One of our products generates vast amounts of reasonably detailed logs into a database table and we're looking to analyse them, possibly build a report from them. Reports can be run on demand, which makes this scenario quite a good candidate for performing the log analysis once and storing the results; the result set won't change once calculated, and test reports with >20 minute run times have already proven it foolish to put SQLServer to the bother of JSON decoding millions of lines of log data, looking for interesting stats, every time the report is run.

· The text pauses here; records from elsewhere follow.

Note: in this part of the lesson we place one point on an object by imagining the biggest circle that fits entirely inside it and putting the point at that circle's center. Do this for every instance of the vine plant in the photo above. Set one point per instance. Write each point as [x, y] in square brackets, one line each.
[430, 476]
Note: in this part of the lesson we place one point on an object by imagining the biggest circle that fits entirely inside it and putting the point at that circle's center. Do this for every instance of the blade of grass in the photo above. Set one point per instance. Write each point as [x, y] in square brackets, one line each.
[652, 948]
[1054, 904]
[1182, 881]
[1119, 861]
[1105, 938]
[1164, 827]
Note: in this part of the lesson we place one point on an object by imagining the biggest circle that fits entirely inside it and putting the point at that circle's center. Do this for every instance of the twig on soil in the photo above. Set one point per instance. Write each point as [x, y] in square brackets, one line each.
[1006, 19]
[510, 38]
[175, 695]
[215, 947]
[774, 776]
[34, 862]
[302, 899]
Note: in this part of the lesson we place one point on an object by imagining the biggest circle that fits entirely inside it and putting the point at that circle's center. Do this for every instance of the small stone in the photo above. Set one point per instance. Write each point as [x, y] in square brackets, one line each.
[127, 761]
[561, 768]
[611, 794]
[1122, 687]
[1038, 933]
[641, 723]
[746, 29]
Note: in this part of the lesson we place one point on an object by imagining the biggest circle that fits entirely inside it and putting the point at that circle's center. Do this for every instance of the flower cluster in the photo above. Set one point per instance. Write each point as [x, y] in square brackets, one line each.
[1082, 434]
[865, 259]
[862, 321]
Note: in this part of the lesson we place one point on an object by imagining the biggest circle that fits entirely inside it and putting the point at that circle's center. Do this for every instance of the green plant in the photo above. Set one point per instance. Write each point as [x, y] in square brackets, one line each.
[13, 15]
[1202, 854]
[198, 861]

There's a process that runs already when the log is closed, that scrapes some info out of it. Upgrading that process to calculate a lot more statistics is trivial; this query is about how to store the results
I'm split between having a table with a dedicated column for each stat, and having a bunch of key-value pairs that name a stat and provide its value. The stats are all numerical values, and not every kind stat can be calculated for each log depending on which product generated the log data (example: if it was a video chat, there will be no "number of messages posted" stat). New stats may be added in future
So, should the table look like:
ID | MessagesPosted | PeopleAttended | VideoStreamsRecorded
12 | 45 | 6 | NULL
13 | NULL | 7 | 4
Or:
ID | Name | Value
12 | 'MessagesPosted' | 45
12 | 'PeopleAttended' | 6
13 | 'VideoStreamsRecorded' | 4
13 | 'PeopleAttended' | 7
I appreciate that it's possible to dynamically adapt to either a changing number of rows or a changing number of columns in the front end code and pivot operations can flip columnar data to rowar and back without a problem, and the front end can look for specific values and handle their absence regardless so really I suppose the choice is one of "stringly typed, no nulls" or "strongly typed, nulls".. Making it rowar might make nHibernate balk at it less, as the schema isn't changing drastically when management decide they want 120 new stats adding, but it feels dirtier as one day they might not want a numeric value, and I don't really want to get into storing values as string just to a retain "MostValuablePerson" stat..
Are there compelling reasons for one method over the other?